Dire, ne pas dire

Emplois fautifs

Au complète pour Au complet

Le 4 octobre 2018

Emplois fautifs

Quand il ne désigne pas un vêtement d’homme, le mot complet est un adjectif signifiant « à quoi il ne manque rien » et « achevé ». C’était aussi naguère un nom qui ne s’employait que dans des tours comme le complet d’un régiment, c’est-à-dire le nombre d’hommes requis pour que ce régiment soit entier. On a gardé une trace de cet emploi nominal dans la locution adjectivale au complet : un compartiment au complet, une troupe au complet. Il convient de rappeler que dans ces tours complet est un nom commun masculin singulier, comme le montre l’article contracté au et reste donc invariable. On dira donc Notre assemblée est au complet et non notre assemblée est au complète.

On dit

On ne dit pas

L’armée est au complet

Les deux équipes sont au complet

L’armée est au complète

Les deux équipes sont aux complètes

 

Préférer A que B

Le 4 octobre 2018

Emplois fautifs

Les verbes et locution verbale préférer et aimer plus que sont synonymes, mais ils ne sont pas suivis des mêmes compléments. Le verbe préférer se construit avec un complément direct et un complément indirect : Je préfère Jean à Louis, alors qu’avec la locution aimer plus que, les deux compléments sont l’un et l’autre compléments d’objet direct, celui qui est introduit par que étant le C.O.D. du verbe aimer sous-entendu : j’aime plus Jean que Louis s’analyse en effet comme j’aime plus Jean que je n’aime Louis. Ces deux tours sont corrects, mais il ne faut pas les mêler pour en faire l’étrange et fautif préférer Jean que Louis.

On dit

On ne dit pas

J’aime plus les chiens que les chats, je préfère les chiens aux chats

Je préfère les chiens que les chats

Tant qu’à présent pour Jusqu’à présent

Le 4 octobre 2018

Emplois fautifs

La locution tant que, qui avait jadis encore un sens spatial signifiant « aussi loin que » (tant que la vue peut s’étendre), ne s’emploie aujourd’hui qu’avec une valeur temporelle et signifie « aussi longtemps que » : tant qu’il y a de la vie, il y a de l’espoir ; tant que je serai chef, les choses se passeront ainsi. Dans la langue classique, cette locution avait le sens de « jusqu’à ce que » et se construisait avec le subjonctif. On lit ainsi dans une fameuse chanson à boire du Bourgeois gentilhomme : « Sus, sus, du vin partout, versez, garçons, versez / Versez, versez, tant qu’on vous dise assez. » Mais même si tant qu’à a eu autrefois la valeur de jusqu’à, il faut veiller aujourd’hui à ne pas employer l’un pour l’autre et l’on se rappellera que tant qu’à présent est une incorrection.

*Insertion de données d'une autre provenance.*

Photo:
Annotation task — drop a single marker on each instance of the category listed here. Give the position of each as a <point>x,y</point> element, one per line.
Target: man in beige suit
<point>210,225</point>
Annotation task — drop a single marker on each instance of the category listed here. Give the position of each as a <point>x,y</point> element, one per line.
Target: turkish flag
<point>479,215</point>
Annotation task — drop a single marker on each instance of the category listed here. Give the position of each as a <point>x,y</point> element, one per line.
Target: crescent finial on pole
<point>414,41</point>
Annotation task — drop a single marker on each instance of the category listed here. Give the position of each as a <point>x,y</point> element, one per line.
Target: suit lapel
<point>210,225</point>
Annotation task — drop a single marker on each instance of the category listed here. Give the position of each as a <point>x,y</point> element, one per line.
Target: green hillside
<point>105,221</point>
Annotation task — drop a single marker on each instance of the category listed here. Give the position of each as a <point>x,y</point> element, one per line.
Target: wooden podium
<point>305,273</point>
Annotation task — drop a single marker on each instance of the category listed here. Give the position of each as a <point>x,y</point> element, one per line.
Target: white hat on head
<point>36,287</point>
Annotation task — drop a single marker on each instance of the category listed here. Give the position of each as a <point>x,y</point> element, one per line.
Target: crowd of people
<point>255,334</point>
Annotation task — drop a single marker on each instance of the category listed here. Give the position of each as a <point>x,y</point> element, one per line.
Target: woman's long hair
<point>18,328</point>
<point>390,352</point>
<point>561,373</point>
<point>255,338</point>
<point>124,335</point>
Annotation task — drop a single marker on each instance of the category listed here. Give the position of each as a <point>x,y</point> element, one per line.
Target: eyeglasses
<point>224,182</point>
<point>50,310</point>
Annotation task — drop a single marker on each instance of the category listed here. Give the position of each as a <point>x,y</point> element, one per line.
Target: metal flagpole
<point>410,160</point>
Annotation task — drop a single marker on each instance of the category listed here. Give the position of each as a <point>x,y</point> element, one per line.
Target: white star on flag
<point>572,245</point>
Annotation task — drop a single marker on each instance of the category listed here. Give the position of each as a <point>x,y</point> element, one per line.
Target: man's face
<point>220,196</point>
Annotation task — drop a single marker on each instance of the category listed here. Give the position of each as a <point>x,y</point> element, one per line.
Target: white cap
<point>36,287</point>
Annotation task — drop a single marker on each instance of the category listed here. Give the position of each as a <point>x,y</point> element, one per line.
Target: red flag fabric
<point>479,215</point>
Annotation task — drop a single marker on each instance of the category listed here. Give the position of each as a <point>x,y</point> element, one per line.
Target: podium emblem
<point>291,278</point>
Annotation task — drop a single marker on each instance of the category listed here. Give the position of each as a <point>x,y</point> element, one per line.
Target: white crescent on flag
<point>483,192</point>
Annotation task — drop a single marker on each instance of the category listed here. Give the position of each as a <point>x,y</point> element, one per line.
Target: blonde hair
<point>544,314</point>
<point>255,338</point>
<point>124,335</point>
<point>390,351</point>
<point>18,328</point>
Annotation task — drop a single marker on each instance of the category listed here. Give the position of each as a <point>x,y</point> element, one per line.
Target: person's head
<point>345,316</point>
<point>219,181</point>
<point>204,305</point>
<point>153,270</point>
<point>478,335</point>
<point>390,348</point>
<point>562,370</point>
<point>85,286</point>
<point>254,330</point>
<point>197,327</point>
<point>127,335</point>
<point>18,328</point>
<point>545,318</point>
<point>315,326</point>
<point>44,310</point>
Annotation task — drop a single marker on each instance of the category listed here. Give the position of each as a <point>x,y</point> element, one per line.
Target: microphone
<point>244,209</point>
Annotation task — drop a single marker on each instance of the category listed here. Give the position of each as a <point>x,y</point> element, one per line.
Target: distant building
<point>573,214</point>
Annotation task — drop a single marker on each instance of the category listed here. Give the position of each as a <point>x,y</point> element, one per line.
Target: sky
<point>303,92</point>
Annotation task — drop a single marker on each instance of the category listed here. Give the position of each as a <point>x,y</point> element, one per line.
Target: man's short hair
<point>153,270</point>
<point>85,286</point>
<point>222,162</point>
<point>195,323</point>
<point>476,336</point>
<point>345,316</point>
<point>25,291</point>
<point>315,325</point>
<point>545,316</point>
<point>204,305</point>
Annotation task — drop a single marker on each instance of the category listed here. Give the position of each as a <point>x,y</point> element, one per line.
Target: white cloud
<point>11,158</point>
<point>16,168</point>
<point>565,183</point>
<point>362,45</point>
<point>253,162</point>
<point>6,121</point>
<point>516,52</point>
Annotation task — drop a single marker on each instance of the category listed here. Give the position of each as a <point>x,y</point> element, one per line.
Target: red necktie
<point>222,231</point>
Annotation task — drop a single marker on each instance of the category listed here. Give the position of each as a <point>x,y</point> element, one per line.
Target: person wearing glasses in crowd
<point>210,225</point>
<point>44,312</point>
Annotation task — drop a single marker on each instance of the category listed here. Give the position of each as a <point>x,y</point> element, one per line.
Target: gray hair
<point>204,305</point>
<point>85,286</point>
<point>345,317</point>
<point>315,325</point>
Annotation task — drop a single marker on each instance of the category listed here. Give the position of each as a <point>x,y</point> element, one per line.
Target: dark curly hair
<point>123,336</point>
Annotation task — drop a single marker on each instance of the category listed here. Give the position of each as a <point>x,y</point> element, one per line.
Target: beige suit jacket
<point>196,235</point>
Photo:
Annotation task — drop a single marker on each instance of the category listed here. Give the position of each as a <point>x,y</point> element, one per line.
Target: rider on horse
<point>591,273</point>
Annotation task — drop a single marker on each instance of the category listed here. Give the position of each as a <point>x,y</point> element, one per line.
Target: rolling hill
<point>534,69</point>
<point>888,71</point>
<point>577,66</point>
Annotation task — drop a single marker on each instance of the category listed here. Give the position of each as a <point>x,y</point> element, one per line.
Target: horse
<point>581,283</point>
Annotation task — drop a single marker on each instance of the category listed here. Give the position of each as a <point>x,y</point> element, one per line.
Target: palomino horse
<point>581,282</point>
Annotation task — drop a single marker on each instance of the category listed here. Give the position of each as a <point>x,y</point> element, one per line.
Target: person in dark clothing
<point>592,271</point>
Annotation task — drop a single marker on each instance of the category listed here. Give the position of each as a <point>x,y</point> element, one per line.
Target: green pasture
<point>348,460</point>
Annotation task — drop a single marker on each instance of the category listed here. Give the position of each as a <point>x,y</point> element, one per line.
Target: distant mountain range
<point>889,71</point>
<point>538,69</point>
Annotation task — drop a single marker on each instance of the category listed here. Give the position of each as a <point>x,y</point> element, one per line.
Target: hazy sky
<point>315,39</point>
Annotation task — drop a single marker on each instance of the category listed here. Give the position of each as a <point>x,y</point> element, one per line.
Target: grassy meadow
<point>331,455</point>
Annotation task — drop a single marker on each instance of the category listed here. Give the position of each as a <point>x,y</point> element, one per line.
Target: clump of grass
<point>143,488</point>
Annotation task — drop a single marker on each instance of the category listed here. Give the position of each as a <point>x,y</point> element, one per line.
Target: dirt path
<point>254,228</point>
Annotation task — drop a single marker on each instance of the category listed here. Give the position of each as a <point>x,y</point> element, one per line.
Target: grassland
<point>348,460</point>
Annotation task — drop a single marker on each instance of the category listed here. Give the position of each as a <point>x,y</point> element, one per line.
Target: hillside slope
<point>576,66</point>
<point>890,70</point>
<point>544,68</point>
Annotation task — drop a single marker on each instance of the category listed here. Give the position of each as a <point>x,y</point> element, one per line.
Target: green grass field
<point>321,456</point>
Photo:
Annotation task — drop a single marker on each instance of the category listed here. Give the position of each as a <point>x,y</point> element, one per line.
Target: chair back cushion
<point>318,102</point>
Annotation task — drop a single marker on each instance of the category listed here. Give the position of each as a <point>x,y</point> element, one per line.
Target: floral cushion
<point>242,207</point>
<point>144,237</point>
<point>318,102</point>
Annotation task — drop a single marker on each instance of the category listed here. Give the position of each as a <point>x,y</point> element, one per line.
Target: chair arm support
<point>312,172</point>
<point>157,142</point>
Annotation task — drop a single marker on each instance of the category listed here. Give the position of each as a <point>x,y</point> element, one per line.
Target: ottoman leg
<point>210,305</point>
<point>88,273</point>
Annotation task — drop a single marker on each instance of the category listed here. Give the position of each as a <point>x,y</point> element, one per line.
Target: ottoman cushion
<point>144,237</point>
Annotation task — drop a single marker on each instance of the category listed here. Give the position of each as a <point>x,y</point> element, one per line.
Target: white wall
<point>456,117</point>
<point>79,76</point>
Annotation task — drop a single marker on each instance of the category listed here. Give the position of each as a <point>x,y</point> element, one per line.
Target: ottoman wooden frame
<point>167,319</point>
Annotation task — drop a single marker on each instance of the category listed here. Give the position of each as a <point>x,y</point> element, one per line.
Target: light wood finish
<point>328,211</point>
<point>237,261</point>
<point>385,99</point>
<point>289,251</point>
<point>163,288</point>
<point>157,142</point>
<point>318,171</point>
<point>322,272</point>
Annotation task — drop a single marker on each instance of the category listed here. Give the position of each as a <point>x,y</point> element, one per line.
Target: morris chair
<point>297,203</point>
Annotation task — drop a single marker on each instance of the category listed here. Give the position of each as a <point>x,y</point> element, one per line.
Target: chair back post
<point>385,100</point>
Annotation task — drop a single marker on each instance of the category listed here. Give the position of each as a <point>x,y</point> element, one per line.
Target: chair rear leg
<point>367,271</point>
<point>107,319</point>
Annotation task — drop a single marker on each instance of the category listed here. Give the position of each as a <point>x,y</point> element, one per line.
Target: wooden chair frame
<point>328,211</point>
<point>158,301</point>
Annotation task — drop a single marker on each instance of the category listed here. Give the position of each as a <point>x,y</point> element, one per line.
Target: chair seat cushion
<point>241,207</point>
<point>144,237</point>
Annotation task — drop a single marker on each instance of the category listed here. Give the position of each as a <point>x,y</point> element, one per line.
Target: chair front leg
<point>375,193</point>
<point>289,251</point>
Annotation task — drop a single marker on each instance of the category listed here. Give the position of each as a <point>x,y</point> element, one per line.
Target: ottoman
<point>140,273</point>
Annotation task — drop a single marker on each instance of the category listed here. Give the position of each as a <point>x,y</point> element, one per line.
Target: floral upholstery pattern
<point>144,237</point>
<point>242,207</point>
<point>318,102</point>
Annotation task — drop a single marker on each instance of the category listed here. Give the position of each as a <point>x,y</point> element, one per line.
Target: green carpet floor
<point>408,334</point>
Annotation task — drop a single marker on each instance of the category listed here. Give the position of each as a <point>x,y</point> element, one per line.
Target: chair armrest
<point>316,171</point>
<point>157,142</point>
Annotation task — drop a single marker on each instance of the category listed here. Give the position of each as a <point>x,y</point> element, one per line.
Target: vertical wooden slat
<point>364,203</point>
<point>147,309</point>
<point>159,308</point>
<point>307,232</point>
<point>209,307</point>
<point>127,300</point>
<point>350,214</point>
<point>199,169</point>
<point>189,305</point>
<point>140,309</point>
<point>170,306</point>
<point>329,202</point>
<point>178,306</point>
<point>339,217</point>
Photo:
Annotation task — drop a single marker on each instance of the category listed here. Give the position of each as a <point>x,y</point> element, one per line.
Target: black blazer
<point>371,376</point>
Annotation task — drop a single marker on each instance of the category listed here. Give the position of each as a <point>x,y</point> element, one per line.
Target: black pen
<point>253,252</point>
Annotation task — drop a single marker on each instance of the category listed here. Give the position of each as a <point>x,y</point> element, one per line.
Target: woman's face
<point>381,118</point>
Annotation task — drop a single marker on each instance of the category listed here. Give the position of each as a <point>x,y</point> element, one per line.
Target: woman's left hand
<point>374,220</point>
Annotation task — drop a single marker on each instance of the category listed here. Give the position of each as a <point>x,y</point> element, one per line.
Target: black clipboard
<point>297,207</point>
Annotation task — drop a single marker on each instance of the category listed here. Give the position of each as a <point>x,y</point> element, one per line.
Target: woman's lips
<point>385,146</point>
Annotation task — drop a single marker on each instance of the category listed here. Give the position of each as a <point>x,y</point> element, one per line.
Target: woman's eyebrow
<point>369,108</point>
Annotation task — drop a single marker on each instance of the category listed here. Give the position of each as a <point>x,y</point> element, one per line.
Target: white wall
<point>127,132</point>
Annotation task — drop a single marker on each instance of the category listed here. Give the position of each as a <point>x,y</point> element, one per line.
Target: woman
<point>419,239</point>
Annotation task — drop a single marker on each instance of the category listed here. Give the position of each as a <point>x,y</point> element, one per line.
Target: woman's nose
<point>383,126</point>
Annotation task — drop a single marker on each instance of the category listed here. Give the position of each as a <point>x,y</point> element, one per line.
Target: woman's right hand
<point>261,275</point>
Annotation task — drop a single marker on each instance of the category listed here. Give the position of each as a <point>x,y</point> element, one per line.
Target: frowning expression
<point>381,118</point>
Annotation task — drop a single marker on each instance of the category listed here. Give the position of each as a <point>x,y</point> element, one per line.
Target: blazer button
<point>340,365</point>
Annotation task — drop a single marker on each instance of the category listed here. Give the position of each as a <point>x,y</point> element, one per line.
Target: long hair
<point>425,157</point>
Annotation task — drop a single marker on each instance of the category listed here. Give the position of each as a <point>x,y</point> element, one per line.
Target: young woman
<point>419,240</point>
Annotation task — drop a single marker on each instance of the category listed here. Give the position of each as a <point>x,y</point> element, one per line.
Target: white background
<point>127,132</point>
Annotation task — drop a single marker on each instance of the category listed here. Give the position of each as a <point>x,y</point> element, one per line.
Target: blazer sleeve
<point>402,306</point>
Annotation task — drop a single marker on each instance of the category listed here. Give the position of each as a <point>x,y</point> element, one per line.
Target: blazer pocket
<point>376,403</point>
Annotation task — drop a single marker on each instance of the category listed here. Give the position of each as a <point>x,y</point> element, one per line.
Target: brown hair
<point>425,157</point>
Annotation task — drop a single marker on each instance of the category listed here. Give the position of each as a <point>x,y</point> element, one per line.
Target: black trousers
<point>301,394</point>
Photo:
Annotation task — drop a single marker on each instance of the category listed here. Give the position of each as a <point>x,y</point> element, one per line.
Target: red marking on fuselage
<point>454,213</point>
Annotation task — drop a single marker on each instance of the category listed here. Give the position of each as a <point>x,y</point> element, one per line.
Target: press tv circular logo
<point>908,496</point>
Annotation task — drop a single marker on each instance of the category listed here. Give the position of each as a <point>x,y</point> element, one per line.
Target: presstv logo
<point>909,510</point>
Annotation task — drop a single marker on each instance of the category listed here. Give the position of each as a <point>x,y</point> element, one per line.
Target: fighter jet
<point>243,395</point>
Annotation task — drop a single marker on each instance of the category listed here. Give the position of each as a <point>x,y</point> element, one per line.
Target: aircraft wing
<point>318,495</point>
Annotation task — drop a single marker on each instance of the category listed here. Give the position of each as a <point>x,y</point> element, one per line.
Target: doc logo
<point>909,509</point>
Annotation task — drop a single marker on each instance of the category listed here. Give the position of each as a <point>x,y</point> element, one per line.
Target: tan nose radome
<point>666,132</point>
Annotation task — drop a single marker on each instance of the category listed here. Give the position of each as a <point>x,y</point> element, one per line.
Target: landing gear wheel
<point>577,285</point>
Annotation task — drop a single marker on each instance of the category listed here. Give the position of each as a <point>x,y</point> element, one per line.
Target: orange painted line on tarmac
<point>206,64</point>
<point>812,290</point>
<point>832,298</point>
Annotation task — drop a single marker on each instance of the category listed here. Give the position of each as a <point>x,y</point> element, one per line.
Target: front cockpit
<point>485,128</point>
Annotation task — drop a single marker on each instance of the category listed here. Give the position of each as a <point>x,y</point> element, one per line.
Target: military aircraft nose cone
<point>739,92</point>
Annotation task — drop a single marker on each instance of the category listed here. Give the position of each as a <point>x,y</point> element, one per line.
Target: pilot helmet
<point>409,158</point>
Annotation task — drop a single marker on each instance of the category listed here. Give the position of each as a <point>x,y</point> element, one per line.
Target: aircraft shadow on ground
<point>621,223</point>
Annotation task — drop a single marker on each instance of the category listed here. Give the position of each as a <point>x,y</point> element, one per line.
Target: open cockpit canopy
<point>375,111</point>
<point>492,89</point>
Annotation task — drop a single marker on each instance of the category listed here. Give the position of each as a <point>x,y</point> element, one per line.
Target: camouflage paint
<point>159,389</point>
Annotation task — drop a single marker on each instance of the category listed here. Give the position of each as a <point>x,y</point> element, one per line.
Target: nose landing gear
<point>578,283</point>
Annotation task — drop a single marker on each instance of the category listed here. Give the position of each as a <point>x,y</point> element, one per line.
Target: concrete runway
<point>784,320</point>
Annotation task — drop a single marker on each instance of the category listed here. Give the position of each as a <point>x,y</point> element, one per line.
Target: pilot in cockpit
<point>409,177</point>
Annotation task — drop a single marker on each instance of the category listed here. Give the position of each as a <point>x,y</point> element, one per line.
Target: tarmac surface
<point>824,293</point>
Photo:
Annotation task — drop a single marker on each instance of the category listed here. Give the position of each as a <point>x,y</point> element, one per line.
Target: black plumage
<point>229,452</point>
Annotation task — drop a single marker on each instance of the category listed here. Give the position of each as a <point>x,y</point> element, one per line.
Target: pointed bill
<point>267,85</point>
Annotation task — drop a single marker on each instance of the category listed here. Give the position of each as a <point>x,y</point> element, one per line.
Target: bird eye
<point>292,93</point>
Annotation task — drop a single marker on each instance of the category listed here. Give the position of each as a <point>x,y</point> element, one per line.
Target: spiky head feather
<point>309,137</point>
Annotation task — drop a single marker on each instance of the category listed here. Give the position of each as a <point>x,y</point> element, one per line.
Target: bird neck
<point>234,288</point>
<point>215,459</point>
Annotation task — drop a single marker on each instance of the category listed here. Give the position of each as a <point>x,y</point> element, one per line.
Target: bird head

Vous faîtes pour vous faites

Le 4 octobre 2018

Emplois fautifs

Les parfaits latins, à l’origine de nos passés simples, se terminaient, à la deuxième personne du pluriel, en istis : amavistis, « vous aimâtes », fecistis, « vous fîtes ». Dans le passage du latin au français, le premier s est tombé, mais il a été remplacé, comme on peut le voir, par un accent circonflexe. Ce dernier permet de distinguer, dans certains cas, des formes de présent de formes de passé simple : vous dites est un présent tandis que vous dîtes est un passé simple. Il convient de ne pas oublier cette distinction, mais aussi de ne pas ajouter cet accent circonflexe à d’autres formes où il n’a pas à se trouver, et l’on rappellera que, si l’on écrit bien vous fîtes avec un accent circonflexe, ce dernier serait incorrect dans vous faites.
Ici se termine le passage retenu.